[Extended Abstract for WPE 2008]

Virtual Machines in Philosophy, Engineering & Biology
Aaron Sloman
School of Computer Science
University of Birmingham, Birmingham, UK
Last updated: 3 Nov 2008


Architecture, causation, implementation, informationprocessing, biology,
philosophy, psychology, robots, selfawareness, self-control,
supervenience, vertical modularity, virtual machine, virtual machine
functionalism .


A machine is a complex enduring entity with parts that
interact causally with one another as they change their properties and
relationships. Most machines are also embedded in a complex environment
with which they interact. A virtual machine (VM) has non-physical parts,
relationships, events and processes, such as parse trees, pattern
matching, moves in a game, goals, plans, decisions, predictions,
explanations and proofs.

The concept of a virtual machine, invented in the 20th Century, (not to
be confused with virtual reality) is important (a) for many engineering
applications, (b) for theoretical computer science, (c) for
understanding some of the major products of biological evolution (e.g.
animal minds), and (d) for gaining new insights into several old
philosophical problems, e.g. about the mind-body relationship, about
qualia, and how to analyse concepts of mind by adopting the design
stance in combination with the notion of an information processing
architecture [1,2]. Analysing relations between different sets of
requirements (niches) and designs for meeting the requirements exposes a
space of possible minds (for animals and artifacts), raising new
questions about evolution, about future intelligent machines, and about
how concepts of mind should be understood.

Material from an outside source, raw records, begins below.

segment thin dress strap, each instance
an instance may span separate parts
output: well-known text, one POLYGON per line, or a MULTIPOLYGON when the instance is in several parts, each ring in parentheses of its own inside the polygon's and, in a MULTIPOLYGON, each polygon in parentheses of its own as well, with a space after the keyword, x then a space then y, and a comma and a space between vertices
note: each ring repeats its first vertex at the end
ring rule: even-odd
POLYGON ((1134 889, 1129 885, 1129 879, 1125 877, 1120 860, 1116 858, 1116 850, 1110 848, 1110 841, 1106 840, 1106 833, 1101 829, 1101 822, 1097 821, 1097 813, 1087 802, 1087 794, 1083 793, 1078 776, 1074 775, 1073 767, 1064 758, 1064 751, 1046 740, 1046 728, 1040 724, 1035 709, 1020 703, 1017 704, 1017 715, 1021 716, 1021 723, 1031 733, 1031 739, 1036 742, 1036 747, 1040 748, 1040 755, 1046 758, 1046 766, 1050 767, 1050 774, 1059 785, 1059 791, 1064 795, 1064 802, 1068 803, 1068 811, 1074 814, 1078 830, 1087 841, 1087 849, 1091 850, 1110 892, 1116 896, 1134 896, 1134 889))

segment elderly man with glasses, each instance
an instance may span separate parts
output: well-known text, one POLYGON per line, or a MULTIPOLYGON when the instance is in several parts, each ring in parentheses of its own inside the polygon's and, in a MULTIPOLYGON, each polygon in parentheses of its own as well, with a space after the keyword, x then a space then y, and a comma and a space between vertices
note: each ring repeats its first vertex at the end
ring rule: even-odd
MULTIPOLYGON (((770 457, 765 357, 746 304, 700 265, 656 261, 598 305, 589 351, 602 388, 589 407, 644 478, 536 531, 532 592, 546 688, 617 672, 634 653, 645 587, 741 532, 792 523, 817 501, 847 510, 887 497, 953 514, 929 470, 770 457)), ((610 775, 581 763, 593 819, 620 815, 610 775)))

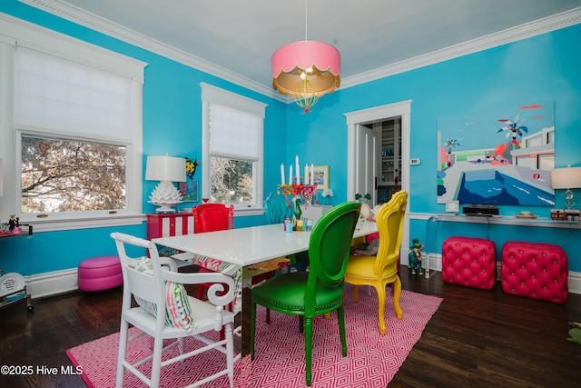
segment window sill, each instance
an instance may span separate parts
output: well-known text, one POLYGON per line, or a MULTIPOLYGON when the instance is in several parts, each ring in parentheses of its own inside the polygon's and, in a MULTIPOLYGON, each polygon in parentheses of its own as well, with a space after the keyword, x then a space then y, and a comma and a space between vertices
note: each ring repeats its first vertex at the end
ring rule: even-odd
POLYGON ((234 217, 247 217, 264 214, 263 207, 234 207, 234 217))
POLYGON ((91 218, 77 218, 67 220, 20 220, 22 224, 30 224, 33 225, 34 233, 39 232, 55 232, 55 231, 66 231, 73 229, 91 229, 91 228, 104 228, 111 226, 122 226, 122 225, 138 225, 143 223, 145 215, 143 214, 123 214, 123 215, 111 215, 107 217, 91 217, 91 218))

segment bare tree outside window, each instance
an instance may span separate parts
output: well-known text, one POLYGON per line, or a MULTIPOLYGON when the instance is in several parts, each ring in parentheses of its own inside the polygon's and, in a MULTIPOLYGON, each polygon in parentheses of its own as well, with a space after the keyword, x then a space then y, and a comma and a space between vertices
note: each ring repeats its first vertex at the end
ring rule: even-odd
POLYGON ((22 136, 22 213, 123 209, 124 146, 22 136))
POLYGON ((251 204, 254 163, 212 157, 212 196, 221 204, 251 204))

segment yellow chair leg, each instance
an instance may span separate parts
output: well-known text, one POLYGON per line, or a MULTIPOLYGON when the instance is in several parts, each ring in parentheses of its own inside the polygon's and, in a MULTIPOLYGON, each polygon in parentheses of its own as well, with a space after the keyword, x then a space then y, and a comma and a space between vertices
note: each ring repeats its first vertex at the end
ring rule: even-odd
POLYGON ((400 295, 401 295, 401 280, 399 280, 399 276, 397 276, 395 282, 393 282, 393 309, 396 312, 396 316, 398 317, 398 319, 401 319, 401 317, 403 317, 403 311, 399 306, 400 295))
POLYGON ((385 286, 376 286, 378 292, 378 318, 379 320, 379 333, 385 334, 387 327, 385 325, 385 286))

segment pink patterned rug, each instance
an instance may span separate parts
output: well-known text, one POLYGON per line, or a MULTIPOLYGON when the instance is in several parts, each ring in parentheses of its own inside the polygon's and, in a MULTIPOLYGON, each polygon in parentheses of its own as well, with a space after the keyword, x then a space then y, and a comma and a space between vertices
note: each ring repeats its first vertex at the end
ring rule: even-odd
MULTIPOLYGON (((369 296, 367 289, 362 287, 359 302, 354 303, 350 297, 352 288, 345 284, 345 295, 347 357, 341 356, 336 314, 331 314, 329 321, 322 316, 317 317, 313 323, 311 386, 385 388, 421 336, 442 299, 403 291, 400 303, 404 315, 398 320, 393 313, 391 298, 388 295, 388 332, 379 335, 375 292, 369 296)), ((297 317, 271 312, 270 325, 264 317, 265 310, 259 306, 256 357, 251 362, 247 356, 236 363, 236 387, 305 387, 304 337, 299 333, 297 317)), ((114 387, 118 341, 119 333, 116 333, 66 351, 73 363, 83 367, 83 378, 89 387, 114 387)), ((196 343, 195 340, 187 340, 186 350, 196 346, 196 343)), ((149 353, 152 345, 147 336, 132 343, 128 354, 133 357, 149 353)), ((177 352, 177 349, 172 351, 177 352)), ((182 387, 202 378, 213 365, 223 363, 222 353, 216 352, 213 355, 212 353, 202 353, 162 369, 161 386, 182 387), (213 355, 219 357, 219 361, 214 363, 213 355)), ((123 386, 144 385, 134 376, 126 374, 123 386)), ((228 379, 221 378, 203 387, 228 387, 228 379)))

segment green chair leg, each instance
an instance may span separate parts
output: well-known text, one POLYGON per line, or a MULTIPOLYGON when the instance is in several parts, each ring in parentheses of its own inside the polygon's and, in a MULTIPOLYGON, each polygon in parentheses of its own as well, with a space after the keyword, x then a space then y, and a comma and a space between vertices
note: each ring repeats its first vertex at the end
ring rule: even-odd
POLYGON ((254 360, 254 335, 256 333, 256 303, 251 307, 251 360, 254 360))
POLYGON ((305 318, 305 379, 310 386, 312 381, 312 318, 305 318))

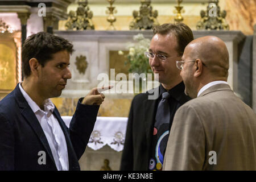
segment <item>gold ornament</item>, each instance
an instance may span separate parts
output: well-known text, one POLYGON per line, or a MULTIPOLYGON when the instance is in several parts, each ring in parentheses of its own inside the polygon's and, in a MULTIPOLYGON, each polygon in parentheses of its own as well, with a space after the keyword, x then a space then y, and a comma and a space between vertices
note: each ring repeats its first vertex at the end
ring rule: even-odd
POLYGON ((136 10, 133 11, 133 20, 130 23, 130 30, 152 29, 159 24, 156 19, 158 12, 152 10, 151 3, 151 0, 141 0, 139 12, 136 10))
POLYGON ((92 21, 93 16, 93 12, 87 6, 87 0, 79 0, 79 7, 76 13, 70 11, 68 21, 65 24, 67 30, 94 30, 94 26, 92 21))
POLYGON ((197 30, 229 30, 225 18, 225 10, 221 11, 218 0, 209 0, 207 10, 201 10, 201 20, 196 24, 197 30))
POLYGON ((176 22, 181 22, 183 20, 183 17, 182 17, 181 13, 184 13, 184 10, 183 10, 183 6, 180 6, 180 5, 182 2, 182 0, 177 0, 178 5, 175 6, 176 10, 174 11, 174 13, 177 13, 174 20, 176 22))
POLYGON ((110 4, 110 6, 107 7, 108 10, 106 11, 106 13, 109 14, 109 16, 107 18, 108 22, 110 23, 110 25, 108 27, 108 30, 115 30, 114 25, 113 24, 114 22, 117 20, 115 17, 114 16, 114 13, 117 13, 117 10, 115 10, 115 7, 112 5, 115 2, 115 0, 107 0, 108 2, 110 4))

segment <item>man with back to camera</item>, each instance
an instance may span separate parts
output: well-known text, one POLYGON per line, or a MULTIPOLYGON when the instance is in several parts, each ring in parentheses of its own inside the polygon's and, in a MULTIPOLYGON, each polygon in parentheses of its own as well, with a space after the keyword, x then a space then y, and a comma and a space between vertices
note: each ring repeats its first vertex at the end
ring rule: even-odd
POLYGON ((73 45, 41 32, 22 51, 24 81, 0 101, 0 170, 80 170, 105 96, 94 88, 80 98, 68 129, 49 98, 71 78, 73 45))
POLYGON ((191 42, 177 67, 186 94, 176 111, 164 170, 255 170, 256 115, 227 81, 229 53, 215 36, 191 42))
POLYGON ((176 67, 185 47, 193 39, 191 30, 183 23, 156 27, 148 52, 149 64, 160 86, 156 100, 149 93, 134 97, 131 106, 122 153, 121 170, 162 170, 174 114, 190 98, 176 67))

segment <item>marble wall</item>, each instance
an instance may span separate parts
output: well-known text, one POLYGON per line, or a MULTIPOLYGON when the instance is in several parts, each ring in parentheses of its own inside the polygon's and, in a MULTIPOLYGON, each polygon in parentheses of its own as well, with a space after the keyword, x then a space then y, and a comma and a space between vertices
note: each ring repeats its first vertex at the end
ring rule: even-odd
POLYGON ((220 0, 221 9, 227 11, 226 20, 230 30, 240 30, 245 35, 253 34, 256 24, 256 1, 220 0))

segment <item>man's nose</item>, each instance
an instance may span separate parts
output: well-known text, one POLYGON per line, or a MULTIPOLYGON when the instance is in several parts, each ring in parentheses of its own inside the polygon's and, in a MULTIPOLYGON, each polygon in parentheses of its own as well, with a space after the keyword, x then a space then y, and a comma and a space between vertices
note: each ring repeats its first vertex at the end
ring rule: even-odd
POLYGON ((160 60, 158 59, 156 55, 151 59, 150 63, 150 65, 151 67, 158 67, 160 65, 160 60))
POLYGON ((69 69, 68 69, 68 68, 67 68, 66 72, 65 72, 65 74, 63 77, 64 77, 64 78, 65 78, 65 79, 71 78, 71 77, 72 77, 71 72, 70 72, 69 69))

Most philosophers, biologists, psychologists and neuroscientists
completely ignore VMs, despite frequently (unwittingly) using them: e.g.
for email, spreadsheets, text processing, or web-browsing. Academic
philosophers generally ignore or misunderstand the philosophical
significance of VMs (in part because many assume VMs are finite state
machines). Pollock [3] is a rare exception. Dennett often mentions
virtual machines, but claims they are merely a useful fiction [e.g. 4,
note 10]. Events in useful fictions cannot cause email to be sent or
airliners to crash. The idea of a VM can significantly extend our
thinking about problems in several disciplines and pose new problems for
future empirical and philosophical research.


The idea of a VM had (at least) four sources (a) the demonstrations of
universality of certain sorts of machine (e.g. a Universal Turing
Machine can implement many other machines as virtual machines), (b)
engineering problems related to sharing scarce resources between
different processes running on one computer, (c) problems of portability
and modularity of code for software systems, and (d) the design of
layers of functionality for transmission networks. The common idea is
that structures and processes can exist and interact in ways that
require physical implementation, where the precise details of the
physical implementation can vary from time to time across machines and
even within one machine. Often VMs are layered, with VM1 implemented in
VM2, implemented in VM3, etc. The existence of causal interactions among
VM events and between VM events and physical events (e.g. events in a
word processor and events on a computer screen) challenges many (all?)
philosophical analyses of supervenience and of causation, but the latter
is a topic for another occasion.

Many issues discussed by philosophers (e.g. issues about how mental
concepts work and about relations between mind and body, such as
supervenience) require adoption of the design stance, using the notion
of a VM in which enduring concurrent non-physical (but physically
implemented) sub-processes interact with one another and with physical
entities. Compare: analyses of concepts like 'iron', 'carbon', 'water',
'rust', 'acidic', 'burning' are much better done using a good theory of
the architecture of matter than simply using pre-scientific ideas.
"Virtual Machine Functionalism" (VMF) denotes a type of functionalism
that refers to virtual machines that contain many concurrent interacting
processes, discrete and continuous, synchronised or asynchronous --
unlike conventional Functionalism, usually explained in terms of a
simple finite state machine. See [1,2] and my 'talks' website for more


A VM provides a level of abstraction that avoids the need for a
designer/maintainer to represent and reason about the vast complexities
of the underlying physical mechanisms (molecular, electronic or neural).
The same features make VMs important for complex systems that monitor
and control themselves: they share some requirements with their

This design strategy works only if: there is a good (e.g. reliable,
robust, flexible) implementation for the VM, and the VM includes
mechanisms enabling relevant states and processes to be sensed and
modulated (e.g. blocking email from particular addresses). Identifying
requirements for good virtual machines in biological organisms. future
robots, and complex control systems (e.g. chemical plants) is a
multidisciplinary task for philosophers, engineers (including
roboticists), biologists and psychologists.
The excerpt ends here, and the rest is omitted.